In my last two articles, I covered the basics of Schematron—enough of it to create a basic schema with assertions, rules and patterns. However, there is more to Schematron than was covered in those articles, and some of Schematron's other features are very useful and worth mentioning. In this article, we'll take a look at more of Schematron's features, delving deeper into the Schematron schema language.
More Schematron Features - Diagnostics (Page 5 of 5 )
Since assertions in Schematron are made using plain language, if a document doesn't validate, it's often easy to figure out what's wrong and to fix it. However, sometimes, the assertion itself doesn't provide enough information. The user may need to know more information about the problem in order to fix it. This kind of information should not be placed in an assertion. Rather, it should be placed in a separate diagnostics section.
The diagnostics section contains diagnostic elements that give more information about a problem, such as what was expected and how to go about fixing the problem. Each diagnostic must be given a unique identifier using the id attribute. Assertions can then point to the relevant diagnostic element, and if there's a problem, then the contents of that diagnostic will be made available to the user.
Diagnostics are placed in a diagnostics element, which must be a child of the schema element:
<diagnostics> ... </diagnostics>
As mentioned, a diagnostic element must have a unique identifier set using the id attribute. Within the element is the diagnostic message. Let's go back to our earlier scenario of checking the domain name of an e-mail address. We can create a diagnostic for the length assertion. Recall that a domain name can only be 253 characters long. We can convey this information in the diagnostic:
<diagnostic id="domain_length"> A full domain name can only be 253 characters long. The supplied domain name exceeded this amount. </diagnostic>
Next, the relevant report needs to point to the diagnostic using the diagnostics attribute:
<report test="string-length($domain)>253" diagnostics="domain_length">The domain is too long.</report>
Now, if the domain part of an e-mail address is too long, then the diagnostic information is available to help the user out, in addition to the report itself.

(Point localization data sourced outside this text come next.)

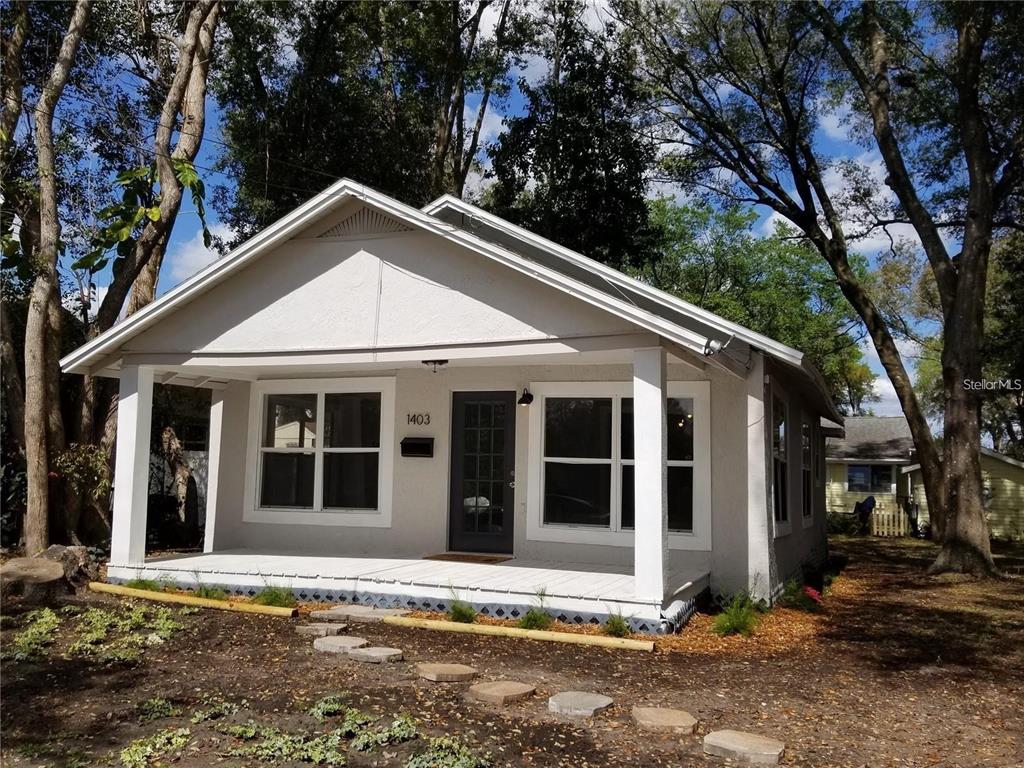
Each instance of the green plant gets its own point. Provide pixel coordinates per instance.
(275, 596)
(739, 615)
(86, 468)
(155, 709)
(616, 626)
(140, 752)
(402, 728)
(31, 643)
(210, 593)
(462, 612)
(448, 752)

It's still possible to give even more information, though. In addition to telling the user what value was expected (a domain name of 253 characters or less), it's possible to tell the user what value was given. In this situation, we could tell the user the length of the supplied domain name. This is possible using the value-of element, which substitutes the result of an expression contained in its select attribute. Below, we modify the diagnostic to tell the user exactly how long the supplied domain is:
<diagnostic id="domain_length"> A full domain name can only be 253 characters long. The supplied domain name was <value-of select="string-length($domain)"/> characters long. </diagnostic>
This will provide the user with even more help in solving any problems, yet it didn't require much work on our part. This same observation—that a lot was done with a little bit of work—applies to all of the concepts covered in this article and to Schematron in general. Schematron offers a remarkable amount of power and flexibility without introducing complicated concepts or methods. Everything is rather straightforward and elegant, just as it should be.